夕焼けの時間帯に人が集まる理由、いつ行くべきか
烏耳島赤灯台は、夕日の名所として複数の旅行情報サイトで紹介されている。展望台から開けた海の景色とともに美しい夕日や夜景を見られる点が、各旅行情報サイトでこの灯台が夕日の名所として紹介される理由だとされている。
そのため、日没前後には灯台周辺の遊歩道や近隣のカフェ、公営駐車場が一緒に混雑する傾向があると、旅行者の口コミは伝えている。静かに景色を楽しみたいなら日没より早い午後の時間帯に、写真と夕焼けを一緒に楽しみたいなら日没時刻に合わせて訪問計画を立てるとよい。

高所恐怖症の人やベビーカー利用者は、事前に知っておきたいこと
灯台1階の展示館と工房、記念品店まではスロープが設置されており、比較的アクセスしやすい。しかし、屋上展望台まで上る区間は幅の狭い螺旋階段しかなく、3~4階分の高さを何度も回りながら上らなければならないため、高所恐怖症の人や膝に不安がある人、ベビーカーや車いすを利用する訪問客にとっては展望台の見学が容易ではない。
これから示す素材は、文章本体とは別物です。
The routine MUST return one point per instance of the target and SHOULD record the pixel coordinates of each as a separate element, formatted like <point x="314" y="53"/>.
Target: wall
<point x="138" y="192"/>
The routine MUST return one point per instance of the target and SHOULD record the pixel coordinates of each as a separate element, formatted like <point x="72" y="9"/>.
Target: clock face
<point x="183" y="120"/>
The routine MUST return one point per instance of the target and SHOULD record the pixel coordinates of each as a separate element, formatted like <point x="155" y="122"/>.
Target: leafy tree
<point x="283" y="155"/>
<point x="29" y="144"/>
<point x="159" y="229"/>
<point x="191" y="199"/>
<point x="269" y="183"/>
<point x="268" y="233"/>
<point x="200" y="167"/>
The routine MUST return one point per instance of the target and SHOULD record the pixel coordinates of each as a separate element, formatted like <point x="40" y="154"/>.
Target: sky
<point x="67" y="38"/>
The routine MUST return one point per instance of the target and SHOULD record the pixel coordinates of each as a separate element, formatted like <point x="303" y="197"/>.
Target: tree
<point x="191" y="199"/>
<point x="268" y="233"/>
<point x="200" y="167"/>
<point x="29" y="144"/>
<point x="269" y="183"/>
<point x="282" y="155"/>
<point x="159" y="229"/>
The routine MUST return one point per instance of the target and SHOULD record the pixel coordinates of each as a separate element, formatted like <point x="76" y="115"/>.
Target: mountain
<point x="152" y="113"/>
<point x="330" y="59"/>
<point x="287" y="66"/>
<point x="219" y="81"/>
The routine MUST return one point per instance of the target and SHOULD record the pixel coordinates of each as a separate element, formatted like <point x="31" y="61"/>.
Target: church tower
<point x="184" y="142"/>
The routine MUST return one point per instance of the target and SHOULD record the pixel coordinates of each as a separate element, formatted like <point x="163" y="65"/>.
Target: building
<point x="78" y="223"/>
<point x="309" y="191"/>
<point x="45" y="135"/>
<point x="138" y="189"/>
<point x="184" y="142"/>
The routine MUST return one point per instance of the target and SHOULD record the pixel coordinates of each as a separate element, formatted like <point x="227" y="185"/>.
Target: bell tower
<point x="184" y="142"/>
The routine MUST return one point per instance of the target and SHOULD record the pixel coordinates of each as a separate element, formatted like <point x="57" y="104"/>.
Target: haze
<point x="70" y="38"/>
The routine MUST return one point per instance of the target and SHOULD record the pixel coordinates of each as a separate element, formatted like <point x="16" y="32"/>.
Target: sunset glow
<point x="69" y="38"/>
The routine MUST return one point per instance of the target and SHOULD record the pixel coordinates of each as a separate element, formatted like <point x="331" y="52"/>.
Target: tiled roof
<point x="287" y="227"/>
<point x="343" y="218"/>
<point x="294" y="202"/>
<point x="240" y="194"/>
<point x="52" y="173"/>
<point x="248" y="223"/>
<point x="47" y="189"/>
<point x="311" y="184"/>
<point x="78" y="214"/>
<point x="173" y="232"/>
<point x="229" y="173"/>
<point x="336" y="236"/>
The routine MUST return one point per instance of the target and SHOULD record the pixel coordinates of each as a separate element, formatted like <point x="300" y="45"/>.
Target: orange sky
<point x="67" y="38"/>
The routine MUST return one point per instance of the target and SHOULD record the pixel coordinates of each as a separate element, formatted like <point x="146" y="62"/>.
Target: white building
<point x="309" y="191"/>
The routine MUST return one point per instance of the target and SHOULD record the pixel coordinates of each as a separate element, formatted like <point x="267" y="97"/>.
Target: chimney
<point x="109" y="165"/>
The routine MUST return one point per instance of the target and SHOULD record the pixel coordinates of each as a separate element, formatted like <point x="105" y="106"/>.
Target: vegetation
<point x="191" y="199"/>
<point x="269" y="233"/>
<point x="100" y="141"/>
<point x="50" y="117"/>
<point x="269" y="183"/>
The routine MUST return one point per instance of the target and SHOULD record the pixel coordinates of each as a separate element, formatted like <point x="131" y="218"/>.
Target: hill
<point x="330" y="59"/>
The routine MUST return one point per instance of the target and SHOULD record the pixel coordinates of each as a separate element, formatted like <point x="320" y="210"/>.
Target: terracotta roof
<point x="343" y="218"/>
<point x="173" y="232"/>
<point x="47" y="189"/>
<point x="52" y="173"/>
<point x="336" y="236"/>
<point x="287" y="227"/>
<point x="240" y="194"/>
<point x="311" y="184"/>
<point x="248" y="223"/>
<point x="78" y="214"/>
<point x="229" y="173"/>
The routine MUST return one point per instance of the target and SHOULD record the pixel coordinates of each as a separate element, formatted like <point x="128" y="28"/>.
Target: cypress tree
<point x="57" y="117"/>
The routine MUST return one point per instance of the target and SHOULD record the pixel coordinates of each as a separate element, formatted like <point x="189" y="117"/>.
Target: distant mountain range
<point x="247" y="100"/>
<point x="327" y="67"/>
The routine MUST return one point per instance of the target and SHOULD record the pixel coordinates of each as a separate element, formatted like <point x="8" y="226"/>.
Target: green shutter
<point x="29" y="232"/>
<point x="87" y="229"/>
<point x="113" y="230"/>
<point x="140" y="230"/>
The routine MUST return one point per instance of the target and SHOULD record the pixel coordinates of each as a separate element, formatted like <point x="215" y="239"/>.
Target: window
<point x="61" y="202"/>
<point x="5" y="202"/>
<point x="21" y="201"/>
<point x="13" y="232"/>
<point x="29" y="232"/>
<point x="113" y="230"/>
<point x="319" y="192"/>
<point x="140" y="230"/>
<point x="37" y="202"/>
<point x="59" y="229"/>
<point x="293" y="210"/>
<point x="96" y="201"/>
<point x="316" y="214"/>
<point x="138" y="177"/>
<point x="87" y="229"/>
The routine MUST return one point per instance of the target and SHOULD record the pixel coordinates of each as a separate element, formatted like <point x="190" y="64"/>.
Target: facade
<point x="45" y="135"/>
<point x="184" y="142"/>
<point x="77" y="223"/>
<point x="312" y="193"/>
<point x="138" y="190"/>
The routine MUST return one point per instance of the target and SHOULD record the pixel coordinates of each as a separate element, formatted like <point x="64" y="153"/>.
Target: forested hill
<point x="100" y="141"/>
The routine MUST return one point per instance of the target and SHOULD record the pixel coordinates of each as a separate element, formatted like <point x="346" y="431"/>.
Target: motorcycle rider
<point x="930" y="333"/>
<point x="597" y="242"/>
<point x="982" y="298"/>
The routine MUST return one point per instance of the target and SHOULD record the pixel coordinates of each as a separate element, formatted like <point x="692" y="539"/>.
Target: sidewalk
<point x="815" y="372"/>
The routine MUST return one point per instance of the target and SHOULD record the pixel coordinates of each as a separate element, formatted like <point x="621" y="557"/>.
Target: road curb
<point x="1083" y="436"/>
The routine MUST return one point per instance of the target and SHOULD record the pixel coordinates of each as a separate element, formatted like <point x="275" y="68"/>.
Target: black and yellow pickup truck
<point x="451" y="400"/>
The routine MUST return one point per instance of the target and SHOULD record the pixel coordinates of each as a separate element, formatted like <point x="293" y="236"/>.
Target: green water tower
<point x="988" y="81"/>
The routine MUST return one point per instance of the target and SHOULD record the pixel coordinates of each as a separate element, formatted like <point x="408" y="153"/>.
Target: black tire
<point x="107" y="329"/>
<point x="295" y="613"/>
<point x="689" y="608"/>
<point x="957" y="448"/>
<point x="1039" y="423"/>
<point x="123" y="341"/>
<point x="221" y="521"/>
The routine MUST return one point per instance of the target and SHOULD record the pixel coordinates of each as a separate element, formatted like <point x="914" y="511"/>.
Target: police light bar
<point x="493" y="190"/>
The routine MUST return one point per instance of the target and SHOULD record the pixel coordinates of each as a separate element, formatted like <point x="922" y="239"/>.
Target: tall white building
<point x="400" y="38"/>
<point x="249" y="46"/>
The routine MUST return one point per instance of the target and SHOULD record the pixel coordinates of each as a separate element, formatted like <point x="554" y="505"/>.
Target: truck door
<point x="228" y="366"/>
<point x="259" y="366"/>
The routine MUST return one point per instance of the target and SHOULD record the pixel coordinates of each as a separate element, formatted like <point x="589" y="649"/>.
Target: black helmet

一方、1階の展示館と灯台工房、始興夢商会の利用、そして灯台周辺の防潮堤遊歩道を歩くだけでも海の景色を十分に楽しめる。階段の利用が難しい場合は、1階と屋外の遊歩道を中心に予定を組むのも一つの方法だ。
訪問前の確認
- 住所
- 京畿道始興市オイド路170
- 営業時間
- 火~日曜日10:30~17:30(毎週月曜日休館)
- 休業日
- 毎週月曜日
- 料金
- 無料
- 電話
- 031-310-2901~4(始興市庁観光課)
- 公式サイト
- https://www.siheung.go.kr/cultour
- 交通
- 地下鉄4号線・水仁盆唐線の烏耳島駅下車後、バスに乗り換え(30-2番、99-3番、11-C番など)→烏耳島海洋団地停留所下車。烏耳島駅から灯台までの実際の距離は約6kmで、徒歩での移動は事実上不可能。
- 駐車場
- 烏耳島海洋団地公営駐車場を利用可能(有料)。2時間以内は最初の30分500ウォン、その後10分ごとに200ウォン、2時間超過時は10分ごとに300ウォン
- アクセシビリティ
- 灯台の入口までスロープが設置され、障害者用駐車場・障害者用トイレが整備されているが、屋上展望台までは狭い螺旋階段しかないため、車いす・ベビーカーの利用は難しい場合がある。
上記の情報は作成時点のものです。訪問前に公式案内を再度確認してください。